[Shenzhen, China] Time: 18:00, Apr. 26, 2012
Shenzhen Development Bank ("SDB, 000001) submits an announcement to Shenzhen Stock Exchange today, declaring that SDB received approval from CBRC on Apr. 26, 2012 which approved SDB to acquire and merge its controlling subsidiary Ping An Bank. Before the formal completion of 2-bank merger, the two banks shall maintain their respective legal entity status and will continue to provide efficient and quality financial service for customers.
After receiving this approval, SDB and PAB still need to go through a series of legal procedures to complete 2-bank merger. SDB Shareholder Meeting has approved that the name of the merged bank shall be “Ping An Bank Co., Ltd” and relevant renaming work shall be gradually roll out after two banks officially merged. At present, some transactions of two banks can be carried out on a shared platform; other integration work is also underway.
Log on SDB website at www.sdb.com.cn or www.cninfo.com.cn to view the complete announcement. You may access this press release at www.sdb.com.cn or PAB website www.bank.pingan.com.
2-bank integration is highly recognized by the regulators, shareholders and the public
In Sept. 2010, SDB general shareholder meeting deliberated and passed relevant proposal and agreed to issue 1.638 billion shares at 17.75 yuan per share to PAG through a non-public offering. PAG subscribed these shares with the 7.825 billion PAB shares it held (about 90.75% of PAB total equity) and some cash. In July 2011, the restructuring plan was formally implemented after approval by the regulators. SDB became the shareholder of PAB with a 90.75% shareholding percentage. PAG’s shareholding in SDB increased to 52.38%. SDB started to disclose 2-bank consolidated financial data from Q3 2011.
On Apr. 26, 2012, the proposal on SDB’s merger and absorption of PAB is approved by the regulators. Later on when the legal procedures are completed, the two banks will become one bank, which means the biggest M&A case in China’ financial history is coming to a close soon.

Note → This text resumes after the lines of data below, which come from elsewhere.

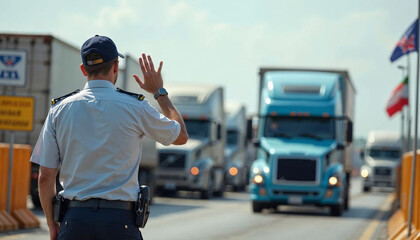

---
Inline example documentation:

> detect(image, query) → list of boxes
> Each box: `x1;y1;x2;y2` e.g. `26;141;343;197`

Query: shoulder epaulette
51;89;80;106
117;88;144;101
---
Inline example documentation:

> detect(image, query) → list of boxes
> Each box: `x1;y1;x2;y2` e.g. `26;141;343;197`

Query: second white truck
225;102;250;191
156;84;226;199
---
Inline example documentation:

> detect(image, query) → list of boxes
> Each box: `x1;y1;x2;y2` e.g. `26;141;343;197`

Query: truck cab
360;131;401;192
156;84;226;199
250;69;354;216
225;101;250;191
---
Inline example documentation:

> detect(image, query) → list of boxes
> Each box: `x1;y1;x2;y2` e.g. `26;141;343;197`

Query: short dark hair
83;53;118;77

Integration moving on smoothly, with TF, CC and Micro business demonstrating strength
Two banks kicked off preparations for business integration in 2011, and now various preparation works are underway smoothly. It is expected that two banks' policies, products, services and systems will be gradually aligned after completion of 2-bank merger to provide consistent and better products and services for customers.

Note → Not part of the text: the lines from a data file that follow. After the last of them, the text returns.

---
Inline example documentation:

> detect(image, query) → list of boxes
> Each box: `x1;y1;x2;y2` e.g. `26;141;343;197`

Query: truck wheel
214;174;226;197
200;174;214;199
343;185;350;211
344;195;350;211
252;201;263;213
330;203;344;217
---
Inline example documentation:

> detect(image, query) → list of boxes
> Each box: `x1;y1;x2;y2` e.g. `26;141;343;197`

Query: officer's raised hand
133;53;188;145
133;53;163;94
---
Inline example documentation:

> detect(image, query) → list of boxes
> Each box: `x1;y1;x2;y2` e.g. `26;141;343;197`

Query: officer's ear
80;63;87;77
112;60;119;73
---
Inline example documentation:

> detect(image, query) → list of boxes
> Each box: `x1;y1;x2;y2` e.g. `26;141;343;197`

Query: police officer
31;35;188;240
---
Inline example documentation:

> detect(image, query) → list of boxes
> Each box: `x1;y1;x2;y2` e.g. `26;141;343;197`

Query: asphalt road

While integration advances smoothly, two banks also achieve great progress in business development. The consolidated net profit registers RMB 10.28bn in 2011, increasing by 65% YoY. As of Q1 2012, SDB’s consolidated assets totaled RMB 1.37trillion, deposits totaled RMB 914.8bn and total loan amounted to RMB 651.4bn. The synergy effect of PAB-SDB integration begins to emerge. Meanwhile, two banks' micro finance business system is gradually improved. The banking sector speaks highly of the integration and is deemed a "paradigm of quality and win-win acquisition".
The Bank has clear future strategies; corporate and retail will embrace faster development
In the long run, the Bank will stick to the goal of "Best Bank" strategy and in terms of corporate business, it will focus on trade finance business where SDB has many advantages and will develop supply chain finance-based upstream and downstream enterprises; will greatly push cross-selling and demonstrate the advantage of integrated finance.
In terms of retail business, the Bank will build a Synergetic operating platform for consumer business and implement the integrated business strategy of “one customer, one account and multiple products" so as to achieve healthy and rapid retail business development.
Bank will also leverage nearly 70mn personal customers, over 2mn corporate customers as well as 500K sales agents of PAG to promote rapid and healthy development of the Bank with Synergetic efforts.
SDB is the first joint-stock firm listed on the Shenzhen Stock Exchange (000001 SZSE). As a national bank headquartered in Shenzhen, its total assets reached RMB 1.37trillion as of Mar 31, 2012. Through 399 outlets in 27 cities nationwide, the two banks provides diversified financial service to its corporate, retail and public sector customers. Currently, Ping An Insurance (Group) Company of China, Ltd. and its related subsidiaries hold 2.684 billion shares of SDB, accounting for around 52.38% of SDB total equity.